As a world-renowned scientist, President Kauwe has worked hard to find a cure for Alzheimer’s disease while also mentoring students in his lab.
President Kauwe says that when he and his wife, Monica, received their appointment to BYU–Hawaii, they felt confirmation and confidence from the Spirit “that, despite our weaknesses and imperfections and the things we worry about, we could do this.”
The Kauwes want to instill that same confidence in students at BYU–Hawaii. “Our students are truly wonderful, and they are loved dearly by faculty and staff who sacrifice on a daily basis for their well-being,” President Kauwe says. “I want them to know that I believe in them, that their families believe in them, that their Church leaders believe in them, that the Lord believes in them. I believe in their capacity to have faith, to be exceptional in their scholarly endeavors, and to influence the world for good.”

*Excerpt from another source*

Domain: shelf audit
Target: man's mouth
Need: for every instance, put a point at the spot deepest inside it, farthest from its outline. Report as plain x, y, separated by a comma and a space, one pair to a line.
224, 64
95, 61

President Kauwe and his wife, Monica, love the students of BYU–Hawaii and believe in their capacity for goodness and greatness.
Thankful for Donors
“I’m so grateful for the influence donors have had on my career and the lives of my students,” says President Kauwe. “I see what your generosity is doing for our students on a personal level, and it’s absolutely extraordinary.”
He adds, “Your support for BYU–Hawaii is incredibly important. I want to express my deepest gratitude to you for your past, present, and future support. Together we can bless the lives of many more students in the future. Mahalo.”
Getting to Know President Kauwe
Meet the Family
With five children ages 2 to 13, President Kauwe loves spending time with his family.
President Kauwe’s fourth great-grandfather Kaleohano was one of the first converts to the Church in Hawaii.
For President Kauwe, fishing is more than just a hobby; it’s a passion. During one trip to Samoa, he earned the title of Master Fisherman from the locals.